The action is familiar to most vintage rifle enthusiasts. It was one of the earliest and best single-shot sporting rifles of the 19th century. The left hand lock on a right-handed rifle allows for easy re-loading, as the right hand can place a new cartridge in the breech without having to contend with a hammer blocking the route, as it does so.
The falling-block is activated by a strong lever under the guard, held in place by a push-button release that is not entirely dis-similar to the one Adams used on his pinfire shotguns (Patent 285 of 1860). The solid breech-block descends as the lever is pushed forwards. Once loaded, the lever is pulled back into place, where it locks shut and the block seals the breech.
A striker is housed within the breech block and protrudes sufficiently to be struck by the falling hammer, thereby detonating the cartridge. The hammer has a two-stage action with half and full cock and does not rebound.
The entire design gives the impression that it is efficient, ergonomic and robust. It is beautifully made and an impressive feat of engineering. It is also simple and lends itself to manufacture by machine.
“Purdey have the records for it. It was sold to the Earl of Dunraven in Ireland."
When I bought the rifle, I was told by the vendor “Purdey have the records for it. It was sold to the Earl of Dunraven in Ireland". He was an interesting man who even acquired thousands of acres of land in the USA for sporting shooting. The rifle had a brand new barrel fitted by Purdey many years ago (by Arthur Smith in Essex who made all their rifle barrels) – so has all authentic and correct markings engraved. Only ever proof fired since I think and the rear sight not even filed/regulated for longer distances”.
So, if that is all true, the rifle was someone’s unfinished project. Perhaps the action was separated from the barrel decades ago and someone decided to make it into a target rifle for vintage competitions. The new barrel is certainly beautifully made, with proper Henry rifling, but if sanctioned by Purdey, why the erroneous ‘James Purdey & Sons’ style on the barrel, rather than the, correct for 1875, ‘J. Purdey’?

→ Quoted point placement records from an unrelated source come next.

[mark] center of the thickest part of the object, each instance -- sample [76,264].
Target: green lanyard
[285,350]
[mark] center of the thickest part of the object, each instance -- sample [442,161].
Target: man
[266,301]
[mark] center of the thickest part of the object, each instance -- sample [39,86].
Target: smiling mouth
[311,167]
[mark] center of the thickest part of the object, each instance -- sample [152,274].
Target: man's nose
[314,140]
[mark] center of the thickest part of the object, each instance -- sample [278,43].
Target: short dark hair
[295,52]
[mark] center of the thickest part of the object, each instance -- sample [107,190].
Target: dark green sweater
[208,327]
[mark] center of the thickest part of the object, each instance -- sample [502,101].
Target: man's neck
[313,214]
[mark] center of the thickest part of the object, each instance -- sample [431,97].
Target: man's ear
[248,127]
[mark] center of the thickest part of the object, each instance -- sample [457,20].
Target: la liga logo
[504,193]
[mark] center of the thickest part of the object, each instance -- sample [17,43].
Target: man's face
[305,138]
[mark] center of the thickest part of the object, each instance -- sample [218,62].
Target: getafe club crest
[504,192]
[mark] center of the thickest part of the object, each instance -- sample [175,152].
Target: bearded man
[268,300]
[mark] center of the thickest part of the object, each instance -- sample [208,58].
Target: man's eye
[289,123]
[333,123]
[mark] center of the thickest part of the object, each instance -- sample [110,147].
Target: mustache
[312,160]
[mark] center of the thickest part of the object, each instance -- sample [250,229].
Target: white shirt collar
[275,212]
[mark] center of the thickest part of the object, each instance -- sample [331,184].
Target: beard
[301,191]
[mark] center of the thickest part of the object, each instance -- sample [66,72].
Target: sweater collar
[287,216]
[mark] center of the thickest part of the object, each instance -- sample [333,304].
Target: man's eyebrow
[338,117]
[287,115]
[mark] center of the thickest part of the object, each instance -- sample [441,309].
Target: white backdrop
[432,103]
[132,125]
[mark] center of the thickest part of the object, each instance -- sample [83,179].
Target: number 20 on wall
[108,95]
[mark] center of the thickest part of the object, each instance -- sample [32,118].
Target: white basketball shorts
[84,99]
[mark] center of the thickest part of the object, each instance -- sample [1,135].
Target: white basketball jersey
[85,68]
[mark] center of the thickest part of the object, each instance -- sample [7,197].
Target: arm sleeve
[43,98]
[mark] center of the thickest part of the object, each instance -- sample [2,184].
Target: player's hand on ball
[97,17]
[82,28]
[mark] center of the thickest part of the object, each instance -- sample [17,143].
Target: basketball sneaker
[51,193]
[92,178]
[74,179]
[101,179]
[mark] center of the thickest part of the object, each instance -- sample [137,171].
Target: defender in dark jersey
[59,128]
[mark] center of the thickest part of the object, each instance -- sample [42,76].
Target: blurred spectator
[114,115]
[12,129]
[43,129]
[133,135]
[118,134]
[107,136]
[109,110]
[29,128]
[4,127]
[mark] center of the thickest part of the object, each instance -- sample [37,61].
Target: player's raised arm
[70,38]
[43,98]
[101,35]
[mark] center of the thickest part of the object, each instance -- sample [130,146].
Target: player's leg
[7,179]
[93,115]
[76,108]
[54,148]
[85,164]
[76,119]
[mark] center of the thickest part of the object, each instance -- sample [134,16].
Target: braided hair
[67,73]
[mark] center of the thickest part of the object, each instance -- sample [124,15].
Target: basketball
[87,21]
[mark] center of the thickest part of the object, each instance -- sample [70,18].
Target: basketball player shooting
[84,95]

The only way to solve these questions once and for all was to call Nick Harlow at Purdey and see if the records could divulge any more information on the rifle. Purdey records are often very detailed but can be scattered around the many different books used by various departments during manufacture.
What came back from Nick was confirmation that the serial number was for a Purdey/Henry .500/.450 sold to the Earl of Dunraven but it appears to have been returned. It was noted in Purdey’s stock checks in 1895 and 1896 and seems to have been kept at Audley House into the 1930s. Some records suggest it had extra barrels. There is no record of it having been re-barrelled.
In practical terms, this rifle would be worthy of finishing-off and regulating for use in vintage rifle target shooting competitions. The heavy barrel would suit that purpose very well indeed. Mechanically it is in excellent order and it could have a long, productive life ahead of it.
As for the ‘James Purdey’ engraved on the lock, there is no clear answer, perhaps the engraver just had a moment. I recall seeing a Purdey hammer gun once with ‘Purdey’ engraved on one lock upside down!